My own youthful aspirations were to be a veterinarian. It got a lot vaguer when I got older, say college age. I probably most seriously considered leveraging my organismic biology background to get a job as a field biologist in the USGS or something similar. Or alternatively leveraging my history background and pursuing a MS in Library Science to become a research librarian somewhere. I had friends and acquaintances who had done both. Never seriously considered academia, I knew I didn’t have the drive (in particular) and skills to make it as a pure academic.

Instead I ended up in the skilled trades and got more of a very, very long-term job than a “career.” Can’t complain though.
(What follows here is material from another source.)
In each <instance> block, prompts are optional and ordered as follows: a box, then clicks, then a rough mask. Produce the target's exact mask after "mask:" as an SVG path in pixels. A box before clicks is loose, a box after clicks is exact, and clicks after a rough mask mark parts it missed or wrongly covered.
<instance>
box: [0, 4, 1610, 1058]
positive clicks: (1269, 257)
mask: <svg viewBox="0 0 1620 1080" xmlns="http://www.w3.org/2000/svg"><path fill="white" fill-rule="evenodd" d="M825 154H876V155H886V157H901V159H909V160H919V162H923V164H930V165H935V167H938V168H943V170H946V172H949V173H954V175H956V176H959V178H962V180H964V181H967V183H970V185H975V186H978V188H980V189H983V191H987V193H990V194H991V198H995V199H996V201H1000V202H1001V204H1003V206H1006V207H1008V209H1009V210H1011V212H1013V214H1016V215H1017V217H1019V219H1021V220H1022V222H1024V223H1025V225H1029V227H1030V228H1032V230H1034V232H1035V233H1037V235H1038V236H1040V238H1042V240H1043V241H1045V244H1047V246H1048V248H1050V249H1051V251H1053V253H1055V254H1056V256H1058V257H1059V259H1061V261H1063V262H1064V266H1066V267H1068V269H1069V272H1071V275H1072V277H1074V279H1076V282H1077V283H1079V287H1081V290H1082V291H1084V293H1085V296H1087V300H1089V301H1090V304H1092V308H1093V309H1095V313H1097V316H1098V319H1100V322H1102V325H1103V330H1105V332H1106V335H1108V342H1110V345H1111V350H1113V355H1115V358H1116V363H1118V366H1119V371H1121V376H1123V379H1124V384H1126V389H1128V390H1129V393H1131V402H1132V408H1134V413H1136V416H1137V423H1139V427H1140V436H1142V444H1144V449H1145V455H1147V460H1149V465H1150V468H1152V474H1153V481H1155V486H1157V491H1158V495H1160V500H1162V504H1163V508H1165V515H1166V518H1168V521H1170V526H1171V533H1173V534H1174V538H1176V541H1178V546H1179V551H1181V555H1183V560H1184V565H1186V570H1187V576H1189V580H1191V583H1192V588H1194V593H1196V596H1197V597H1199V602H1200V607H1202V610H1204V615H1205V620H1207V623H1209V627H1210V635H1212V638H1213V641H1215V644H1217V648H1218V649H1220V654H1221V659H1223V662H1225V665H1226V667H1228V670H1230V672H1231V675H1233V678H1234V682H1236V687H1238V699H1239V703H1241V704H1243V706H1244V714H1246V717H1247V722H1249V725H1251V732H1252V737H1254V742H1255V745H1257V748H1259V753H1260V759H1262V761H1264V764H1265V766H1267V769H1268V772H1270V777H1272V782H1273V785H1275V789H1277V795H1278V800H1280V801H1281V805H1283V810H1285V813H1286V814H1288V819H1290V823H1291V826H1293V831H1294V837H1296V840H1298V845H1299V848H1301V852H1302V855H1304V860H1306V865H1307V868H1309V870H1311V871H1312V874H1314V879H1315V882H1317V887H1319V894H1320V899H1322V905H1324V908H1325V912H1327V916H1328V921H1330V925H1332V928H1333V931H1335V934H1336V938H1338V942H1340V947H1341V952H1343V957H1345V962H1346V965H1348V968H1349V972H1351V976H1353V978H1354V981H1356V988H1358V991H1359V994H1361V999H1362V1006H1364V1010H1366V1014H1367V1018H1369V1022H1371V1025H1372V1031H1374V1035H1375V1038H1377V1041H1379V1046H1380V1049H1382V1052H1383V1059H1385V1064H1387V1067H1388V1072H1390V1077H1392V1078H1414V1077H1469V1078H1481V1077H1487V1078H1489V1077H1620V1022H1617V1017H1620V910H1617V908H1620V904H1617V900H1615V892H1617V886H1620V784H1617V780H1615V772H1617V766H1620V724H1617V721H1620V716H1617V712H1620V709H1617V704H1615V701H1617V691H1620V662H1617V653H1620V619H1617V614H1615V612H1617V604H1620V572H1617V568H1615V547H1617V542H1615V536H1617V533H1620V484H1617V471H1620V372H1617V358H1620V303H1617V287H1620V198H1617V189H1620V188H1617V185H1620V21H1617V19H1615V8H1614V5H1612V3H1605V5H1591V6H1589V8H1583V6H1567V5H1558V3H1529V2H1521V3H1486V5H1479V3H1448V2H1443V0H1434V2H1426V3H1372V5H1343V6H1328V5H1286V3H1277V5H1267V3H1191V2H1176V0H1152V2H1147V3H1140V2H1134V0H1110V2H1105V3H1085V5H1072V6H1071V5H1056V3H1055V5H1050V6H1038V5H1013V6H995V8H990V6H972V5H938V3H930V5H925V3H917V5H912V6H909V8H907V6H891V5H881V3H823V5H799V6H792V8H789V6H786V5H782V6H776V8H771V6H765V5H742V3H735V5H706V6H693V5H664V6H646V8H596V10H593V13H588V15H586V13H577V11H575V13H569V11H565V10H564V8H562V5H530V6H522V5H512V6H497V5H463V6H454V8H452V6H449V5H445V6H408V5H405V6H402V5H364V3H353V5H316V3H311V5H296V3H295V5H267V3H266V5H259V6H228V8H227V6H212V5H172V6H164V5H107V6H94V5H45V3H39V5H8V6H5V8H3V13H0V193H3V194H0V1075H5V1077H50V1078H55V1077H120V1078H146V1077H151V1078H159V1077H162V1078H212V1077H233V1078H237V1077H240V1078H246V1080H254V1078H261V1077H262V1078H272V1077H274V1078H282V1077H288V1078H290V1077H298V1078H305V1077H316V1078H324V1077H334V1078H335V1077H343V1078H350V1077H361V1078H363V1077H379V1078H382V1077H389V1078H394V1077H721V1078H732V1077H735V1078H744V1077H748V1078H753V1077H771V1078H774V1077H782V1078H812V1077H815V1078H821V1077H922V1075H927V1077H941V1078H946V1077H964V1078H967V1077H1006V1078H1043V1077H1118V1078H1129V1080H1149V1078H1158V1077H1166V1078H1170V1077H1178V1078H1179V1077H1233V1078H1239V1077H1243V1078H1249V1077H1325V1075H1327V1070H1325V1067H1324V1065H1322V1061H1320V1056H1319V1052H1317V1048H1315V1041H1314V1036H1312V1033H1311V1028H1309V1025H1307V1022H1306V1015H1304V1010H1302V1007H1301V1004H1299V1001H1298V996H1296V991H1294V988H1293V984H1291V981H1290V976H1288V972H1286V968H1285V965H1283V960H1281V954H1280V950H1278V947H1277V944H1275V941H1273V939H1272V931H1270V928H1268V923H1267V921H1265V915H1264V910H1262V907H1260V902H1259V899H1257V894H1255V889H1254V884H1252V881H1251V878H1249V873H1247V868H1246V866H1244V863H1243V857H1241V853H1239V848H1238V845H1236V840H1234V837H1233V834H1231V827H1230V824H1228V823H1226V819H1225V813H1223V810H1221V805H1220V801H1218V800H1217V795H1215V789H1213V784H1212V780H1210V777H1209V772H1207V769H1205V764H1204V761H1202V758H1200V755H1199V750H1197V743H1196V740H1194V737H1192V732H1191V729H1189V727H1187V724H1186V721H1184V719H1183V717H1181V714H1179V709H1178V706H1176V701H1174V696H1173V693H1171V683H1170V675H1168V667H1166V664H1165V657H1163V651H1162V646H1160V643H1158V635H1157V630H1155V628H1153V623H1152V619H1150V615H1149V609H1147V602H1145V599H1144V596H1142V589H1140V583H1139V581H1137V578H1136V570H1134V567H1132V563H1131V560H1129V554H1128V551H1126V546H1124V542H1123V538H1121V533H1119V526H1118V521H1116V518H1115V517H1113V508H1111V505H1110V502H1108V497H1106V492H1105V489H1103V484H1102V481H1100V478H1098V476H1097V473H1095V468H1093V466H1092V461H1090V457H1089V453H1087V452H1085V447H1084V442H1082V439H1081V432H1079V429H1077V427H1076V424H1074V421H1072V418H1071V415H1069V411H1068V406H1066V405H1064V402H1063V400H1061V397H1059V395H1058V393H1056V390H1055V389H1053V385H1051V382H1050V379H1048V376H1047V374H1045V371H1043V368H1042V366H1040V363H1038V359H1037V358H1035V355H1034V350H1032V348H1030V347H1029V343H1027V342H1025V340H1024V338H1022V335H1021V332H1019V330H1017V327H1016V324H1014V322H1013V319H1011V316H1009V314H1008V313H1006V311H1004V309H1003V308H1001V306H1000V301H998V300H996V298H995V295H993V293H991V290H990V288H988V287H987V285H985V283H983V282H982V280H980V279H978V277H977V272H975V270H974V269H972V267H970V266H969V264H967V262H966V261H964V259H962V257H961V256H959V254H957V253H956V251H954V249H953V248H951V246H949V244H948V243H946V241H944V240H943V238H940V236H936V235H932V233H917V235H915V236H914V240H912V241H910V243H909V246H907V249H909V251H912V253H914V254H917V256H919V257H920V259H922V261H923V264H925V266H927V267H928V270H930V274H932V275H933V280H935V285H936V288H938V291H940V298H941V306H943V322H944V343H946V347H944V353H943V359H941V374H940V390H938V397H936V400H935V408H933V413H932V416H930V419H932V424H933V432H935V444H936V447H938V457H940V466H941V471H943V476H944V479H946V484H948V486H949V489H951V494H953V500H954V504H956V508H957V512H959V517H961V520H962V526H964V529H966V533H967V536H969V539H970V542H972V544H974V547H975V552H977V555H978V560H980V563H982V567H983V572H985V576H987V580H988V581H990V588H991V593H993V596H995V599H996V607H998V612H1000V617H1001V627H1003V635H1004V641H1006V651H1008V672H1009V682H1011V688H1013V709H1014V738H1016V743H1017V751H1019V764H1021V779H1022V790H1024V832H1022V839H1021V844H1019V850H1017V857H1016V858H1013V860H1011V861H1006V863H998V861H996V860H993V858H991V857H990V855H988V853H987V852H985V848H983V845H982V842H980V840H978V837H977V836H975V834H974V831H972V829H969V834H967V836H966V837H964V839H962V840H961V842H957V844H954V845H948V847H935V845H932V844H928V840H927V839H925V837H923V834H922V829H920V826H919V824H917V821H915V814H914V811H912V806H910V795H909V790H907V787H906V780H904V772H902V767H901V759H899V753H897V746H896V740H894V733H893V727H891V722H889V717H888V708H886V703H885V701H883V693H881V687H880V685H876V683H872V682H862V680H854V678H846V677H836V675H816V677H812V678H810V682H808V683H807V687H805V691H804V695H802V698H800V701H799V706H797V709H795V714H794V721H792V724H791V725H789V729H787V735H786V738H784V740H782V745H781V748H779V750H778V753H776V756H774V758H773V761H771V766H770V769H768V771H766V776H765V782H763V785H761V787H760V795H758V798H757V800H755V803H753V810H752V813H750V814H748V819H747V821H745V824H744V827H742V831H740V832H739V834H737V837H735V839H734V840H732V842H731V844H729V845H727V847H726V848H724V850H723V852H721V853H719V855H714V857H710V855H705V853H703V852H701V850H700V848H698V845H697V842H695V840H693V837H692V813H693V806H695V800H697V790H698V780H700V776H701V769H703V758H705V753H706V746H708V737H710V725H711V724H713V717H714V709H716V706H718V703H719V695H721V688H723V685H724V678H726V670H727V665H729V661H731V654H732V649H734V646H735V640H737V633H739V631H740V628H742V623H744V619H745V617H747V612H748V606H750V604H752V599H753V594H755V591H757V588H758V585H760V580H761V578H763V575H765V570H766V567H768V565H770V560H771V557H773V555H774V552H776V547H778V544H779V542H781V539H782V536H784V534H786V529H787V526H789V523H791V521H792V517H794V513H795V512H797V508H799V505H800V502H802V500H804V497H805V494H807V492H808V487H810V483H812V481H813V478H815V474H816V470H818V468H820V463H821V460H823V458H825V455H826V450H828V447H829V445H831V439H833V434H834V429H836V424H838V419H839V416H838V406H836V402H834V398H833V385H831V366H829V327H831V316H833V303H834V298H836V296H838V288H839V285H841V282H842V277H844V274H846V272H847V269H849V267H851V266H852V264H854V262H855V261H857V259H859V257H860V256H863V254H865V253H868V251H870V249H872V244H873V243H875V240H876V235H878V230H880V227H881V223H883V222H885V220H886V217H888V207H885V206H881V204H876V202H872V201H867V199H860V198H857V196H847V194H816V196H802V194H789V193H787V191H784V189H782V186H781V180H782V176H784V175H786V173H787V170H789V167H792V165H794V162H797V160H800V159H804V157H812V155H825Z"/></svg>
Don’t hate the gig and it pays better (and probably has better retirement benefits) than any of my other choices would have.

Lessee, as a language and economics double major, I have been a

  1. guidebook writer (pay sucks)
  2. investment banker (didn’t make it to the big bucks and the 1997 Asian crisis blew up most governments, & almost all of my clients)
  3. Consulting manager (always trying to get bums on seats but never a lot of money or satisfaction)
  4. high tech sales, which I’ve been doing for 20+ years. Not a bad gig but counting the days until I fully vest (715 days precisely but who’s counting?)

I was disenchanted enough early in my pathology residency to strongly consider going into internal medicine, and went so far as to apply for internal med residency programs, but ultimately decided against it, which I think was the right choice.*

I’ve known two other pathologists who completed residency and spent some time in practice, then switched medical careers. One went into psychiatry, the other internal medicine. Both were in their late 30s/early 40s when they made the change.

*an even better choice was shifting careers from broadcast journalism into research and then medicine in my early 30s.

Right from the get-go, I was fascinated by astronomy and archaeology. It was a simplistic view, of course, of doing nothing but looking at stars and planets, or digging up marvelous fossils. My mother killed that dream by telling my I had to be an engineer and that there was no money in the other two. As it turned out, I wasn’t fit for either of the hard sciences, as my skills at math and physics just weren’t up to the task. After failing miserably at civil engineering in college, I switched to psychology, which I was excellent at. That career was rejected for me by the U.S. government, who decided my skills were better used in the military. Dreams are just that. Reality is a hard teacher.